Чтение онлайн

ЖАНРЫ

Шрифт:

«Героев своих, актеров, Вы трактуете по старинке, как трактовались они уже лет сто всеми, писавшими о них; ничего нового, — заметил Чехов в письме к А. И. Куприну 1 ноября 1902 года. — В первой главе Вы заняты описанием наружностей — опять-таки по старинке, описанием, без которого можно обойтись».

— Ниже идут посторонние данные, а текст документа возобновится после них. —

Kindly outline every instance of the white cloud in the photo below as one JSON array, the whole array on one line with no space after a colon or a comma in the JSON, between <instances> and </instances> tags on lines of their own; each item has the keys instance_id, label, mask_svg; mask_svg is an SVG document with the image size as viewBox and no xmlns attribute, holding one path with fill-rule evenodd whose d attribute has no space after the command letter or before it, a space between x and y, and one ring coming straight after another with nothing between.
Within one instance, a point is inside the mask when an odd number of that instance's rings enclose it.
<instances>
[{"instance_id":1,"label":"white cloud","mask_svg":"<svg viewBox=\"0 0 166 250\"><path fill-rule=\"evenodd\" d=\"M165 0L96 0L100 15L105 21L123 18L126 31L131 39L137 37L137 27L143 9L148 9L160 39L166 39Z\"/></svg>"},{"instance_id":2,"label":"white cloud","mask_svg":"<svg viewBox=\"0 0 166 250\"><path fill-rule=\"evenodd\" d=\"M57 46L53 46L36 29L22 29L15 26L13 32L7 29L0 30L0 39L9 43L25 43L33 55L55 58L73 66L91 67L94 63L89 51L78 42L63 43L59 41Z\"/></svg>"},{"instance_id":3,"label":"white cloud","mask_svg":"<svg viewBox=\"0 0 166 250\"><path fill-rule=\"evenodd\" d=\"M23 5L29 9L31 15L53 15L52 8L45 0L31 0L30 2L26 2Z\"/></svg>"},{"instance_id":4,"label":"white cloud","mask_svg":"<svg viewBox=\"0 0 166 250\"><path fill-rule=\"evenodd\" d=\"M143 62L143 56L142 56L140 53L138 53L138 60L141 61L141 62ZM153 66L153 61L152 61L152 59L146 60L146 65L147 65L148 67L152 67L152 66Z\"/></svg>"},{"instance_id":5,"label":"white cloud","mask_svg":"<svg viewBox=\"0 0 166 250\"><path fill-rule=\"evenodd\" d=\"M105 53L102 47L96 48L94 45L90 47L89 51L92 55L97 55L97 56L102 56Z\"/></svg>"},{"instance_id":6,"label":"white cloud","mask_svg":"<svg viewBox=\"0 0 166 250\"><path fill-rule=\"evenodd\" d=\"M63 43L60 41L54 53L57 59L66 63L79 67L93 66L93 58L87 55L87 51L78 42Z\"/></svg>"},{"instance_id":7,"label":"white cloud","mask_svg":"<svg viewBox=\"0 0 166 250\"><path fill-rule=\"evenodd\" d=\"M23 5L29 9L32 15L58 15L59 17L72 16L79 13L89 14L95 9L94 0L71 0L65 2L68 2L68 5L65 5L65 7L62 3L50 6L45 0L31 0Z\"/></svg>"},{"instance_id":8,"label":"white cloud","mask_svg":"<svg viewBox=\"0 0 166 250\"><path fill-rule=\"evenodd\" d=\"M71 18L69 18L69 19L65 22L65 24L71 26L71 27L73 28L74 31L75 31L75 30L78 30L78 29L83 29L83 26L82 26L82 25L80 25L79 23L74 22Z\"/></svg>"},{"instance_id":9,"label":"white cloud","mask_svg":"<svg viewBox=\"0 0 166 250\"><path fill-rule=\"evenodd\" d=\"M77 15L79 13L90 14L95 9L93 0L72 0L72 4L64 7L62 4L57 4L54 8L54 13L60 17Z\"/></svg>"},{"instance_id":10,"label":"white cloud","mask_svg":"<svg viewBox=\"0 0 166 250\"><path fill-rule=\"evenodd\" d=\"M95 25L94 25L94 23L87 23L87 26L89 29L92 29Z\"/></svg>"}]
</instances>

У Чехова — речь идет не об отдельных рассказах, но о полном составе его прозы — традиционное портретное описание замещено системой знаковых деталей и метафор, которые позволяют читателю вообразить себе облик персонажа, не предлагая ему столь чеканных и точных, как это было в романе, портретных форм. Здесь, как заметил один из чеховских героев, «внешний вид наружности не составляет важного предмета». Чехов, по-видимому, стремился к тому, чтобы читатель не «видел» образ, а жил в образе, который всего правильнее было бы назвать «пространством души».

Читатель привык между тем

воспринимать романические образы живо, и его наивность имела свой резон: герои классического романа в определенном смысле были лицами историческими, «живыми». Давая героям «Войны и мира» имена Болконский, Ростов, Денисов (не говоря уж о реальных именах), Лев Толстой обращался к памяти читателя; достоверность входила в творческий замысел. В русском реалистическом романе между «типом» и «прототипом» существовали определенные связи и соотношения, хотя труд писателя, как и говорил об этом Толстой, вовсе не сводился к простому копированию живых лиц и реальных прообразов. Более того само понятие «тип» включало в себя, на взгляд русских романистов, определенное конкретно-историческое содержание, «нечто коренное — долго и надолго устанавливающееся и образующее иногда ряд поколений». И. А. Гончаров, которому принадлежат эти слова, писал Ф. М. Достоевскому 11 февраля 1874 года: «Вы… говорите, что «зарождается такой тип»; простите, если я позволю заметить здесь противоречие: если зарождается, то это еще не тип. Вам лучше меня известно, что тип слагается из долгих и многих повторений или наслоений явлений и лиц, где подобия… учащаются в течение времени и, наконец, устанавливаются, застывают и делаются знакомыми наблюдателю. Творчество… может являться только тогда… когда жизнь установится; с новою, нарождающеюся жизнию оно не ладит; для нее нужны другого рода таланты…»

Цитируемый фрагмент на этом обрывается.